A resposta é tanto sim quanto não. Primeiro consideremos o “não”. A Escritura diz que “nem o que planta é alguma coisa, nem o que rega, mas Deus, que dá o crescimento” (1Co 3.7). Paulo está falando primariamente de evangelismo nesse versículo, mas penso que podemos aplicá-lo ao crescimento em Cristo mesmo após a conversão. O Espírito Santo nos convence da verdade, e aquele que está começando a abraçar a teologia reformada demonstra isso muito claramente. Dadas as nossas inclinações semipelagianas, é necessária muita exposição à Palavra de Deus para vencer essa inclinação natural contra as doutrinas da graça. As pessoas defendem tenazmente uma visão particular de livre arbítrio que não é ensinada na Escritura. Calvino, certa vez, observou que se você define livre arbítrio como livre do peso do pecado, você tem usado um termo que é exaltado demais para se aplicar a nós. É preciso muito para vencer a visão exaltada que a maioria dos pecadores têm de si mesmos. Apenas o Espírito pode finalmente convencer as pessoas de sua verdade.
Reconhecer a obra do Espírito, contudo, não significa ficarmos em silêncio ou pararmos de acreditar na verdade da Escritura. Nós não desistimos das doutrinas da graça para manter a paz na família ou entre amigos. John Piper faz uma boa colocação quando diz que não só temos que crer na verdade, que não é suficiente nem para defender a verdade, como devemos lutar pela verdade. Isso não significa, entretanto, que devemos ser pessoas briguentas por natureza. Então, sim, devemos compartilhar o que aprendemos sobre a graça soberana de Deus com aqueles ao nosso redor.

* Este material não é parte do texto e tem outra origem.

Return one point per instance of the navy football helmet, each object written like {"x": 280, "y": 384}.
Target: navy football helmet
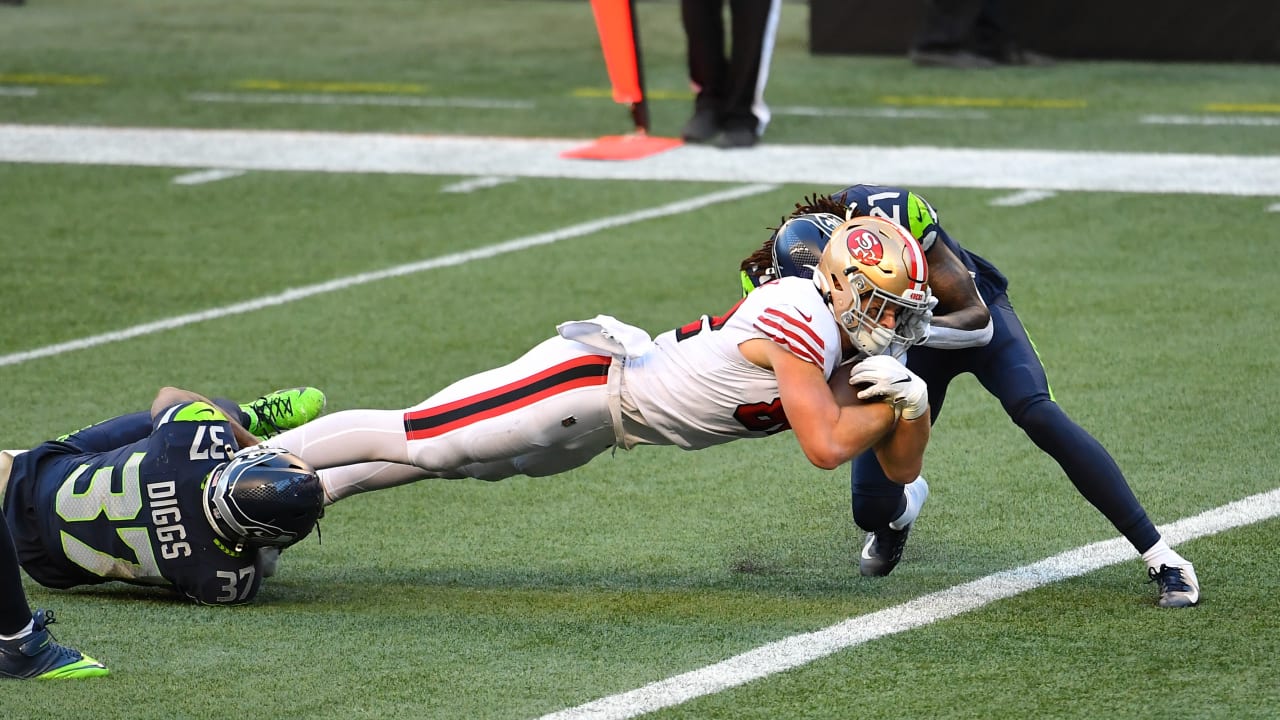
{"x": 264, "y": 497}
{"x": 798, "y": 245}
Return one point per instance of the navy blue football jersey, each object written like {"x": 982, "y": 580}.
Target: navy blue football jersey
{"x": 123, "y": 500}
{"x": 915, "y": 214}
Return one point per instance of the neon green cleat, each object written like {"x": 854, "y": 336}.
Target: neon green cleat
{"x": 283, "y": 410}
{"x": 39, "y": 656}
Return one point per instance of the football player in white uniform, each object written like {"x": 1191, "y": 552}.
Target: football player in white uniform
{"x": 813, "y": 356}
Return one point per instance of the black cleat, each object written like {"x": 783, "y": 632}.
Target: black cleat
{"x": 882, "y": 551}
{"x": 1178, "y": 584}
{"x": 39, "y": 656}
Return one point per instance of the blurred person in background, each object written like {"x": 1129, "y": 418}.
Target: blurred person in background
{"x": 969, "y": 35}
{"x": 728, "y": 104}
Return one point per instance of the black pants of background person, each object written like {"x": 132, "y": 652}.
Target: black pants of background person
{"x": 14, "y": 611}
{"x": 969, "y": 33}
{"x": 728, "y": 108}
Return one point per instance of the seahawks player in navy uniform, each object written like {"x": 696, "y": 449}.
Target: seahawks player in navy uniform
{"x": 161, "y": 499}
{"x": 973, "y": 329}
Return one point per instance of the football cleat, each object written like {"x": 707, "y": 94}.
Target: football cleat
{"x": 1178, "y": 584}
{"x": 283, "y": 410}
{"x": 41, "y": 657}
{"x": 882, "y": 551}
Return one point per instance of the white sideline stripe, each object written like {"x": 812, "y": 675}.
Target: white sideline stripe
{"x": 478, "y": 183}
{"x": 817, "y": 165}
{"x": 398, "y": 270}
{"x": 1024, "y": 197}
{"x": 388, "y": 100}
{"x": 206, "y": 176}
{"x": 1265, "y": 121}
{"x": 804, "y": 648}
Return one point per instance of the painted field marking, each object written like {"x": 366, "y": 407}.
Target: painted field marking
{"x": 807, "y": 647}
{"x": 206, "y": 176}
{"x": 478, "y": 183}
{"x": 388, "y": 100}
{"x": 1023, "y": 197}
{"x": 394, "y": 272}
{"x": 885, "y": 113}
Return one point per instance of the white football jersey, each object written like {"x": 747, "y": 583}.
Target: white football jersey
{"x": 696, "y": 388}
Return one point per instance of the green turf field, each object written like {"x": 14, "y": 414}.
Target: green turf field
{"x": 1155, "y": 315}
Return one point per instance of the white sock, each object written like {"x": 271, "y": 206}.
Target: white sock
{"x": 917, "y": 493}
{"x": 1161, "y": 554}
{"x": 24, "y": 632}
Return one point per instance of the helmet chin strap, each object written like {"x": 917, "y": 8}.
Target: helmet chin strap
{"x": 869, "y": 341}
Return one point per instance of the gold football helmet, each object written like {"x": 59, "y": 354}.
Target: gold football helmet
{"x": 873, "y": 273}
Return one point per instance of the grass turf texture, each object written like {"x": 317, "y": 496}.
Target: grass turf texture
{"x": 516, "y": 598}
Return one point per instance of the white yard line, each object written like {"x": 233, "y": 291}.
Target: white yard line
{"x": 478, "y": 183}
{"x": 206, "y": 176}
{"x": 398, "y": 270}
{"x": 384, "y": 100}
{"x": 817, "y": 165}
{"x": 1024, "y": 197}
{"x": 804, "y": 648}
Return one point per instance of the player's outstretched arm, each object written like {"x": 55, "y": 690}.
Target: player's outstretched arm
{"x": 960, "y": 319}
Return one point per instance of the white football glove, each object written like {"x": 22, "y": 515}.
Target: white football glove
{"x": 918, "y": 324}
{"x": 890, "y": 381}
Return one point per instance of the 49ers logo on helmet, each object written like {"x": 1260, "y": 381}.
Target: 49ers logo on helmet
{"x": 865, "y": 247}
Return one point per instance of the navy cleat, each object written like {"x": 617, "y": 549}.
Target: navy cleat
{"x": 41, "y": 657}
{"x": 1178, "y": 584}
{"x": 283, "y": 410}
{"x": 882, "y": 552}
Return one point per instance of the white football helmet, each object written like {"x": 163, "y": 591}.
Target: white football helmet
{"x": 873, "y": 269}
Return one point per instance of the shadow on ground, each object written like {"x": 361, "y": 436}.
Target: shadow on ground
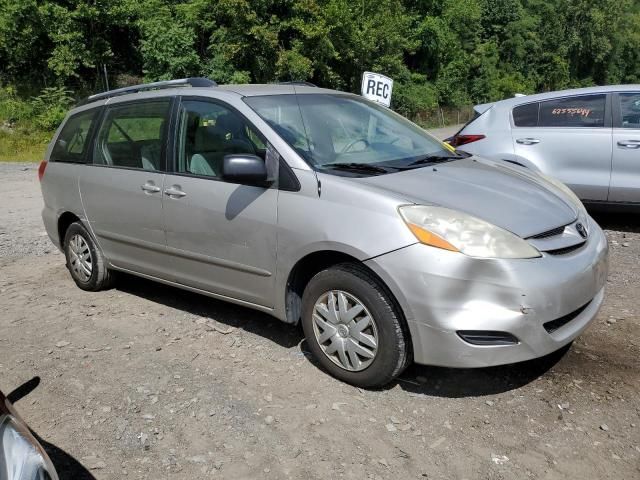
{"x": 623, "y": 222}
{"x": 440, "y": 382}
{"x": 475, "y": 382}
{"x": 66, "y": 465}
{"x": 253, "y": 321}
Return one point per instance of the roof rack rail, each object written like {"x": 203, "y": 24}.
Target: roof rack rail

Todavia, se realmente cremos nas doutrinas da graça, aprendemos a ser gentis quando falamos sobre isso. Quando lembramos quanto tempo nos foi necessário para passar pelas dificuldades que tivemos com todo o retrato bíblico da soberania divina e da nossa escravidão ao pecado, podemos ver os nossos amigos e família não-reformados com mais compreensão e compartilhar a verdade com eles mais graciosamente. Uma das primeiras coisas que uma pessoa que está animada com a descoberta das doutrinas da graça deve aprender é a ser paciente com amigos e família. Deus foi paciente ao nos convencer da sua soberania na salvação. Nós podemos confiar que ele fará o mesmo com aqueles que amamos.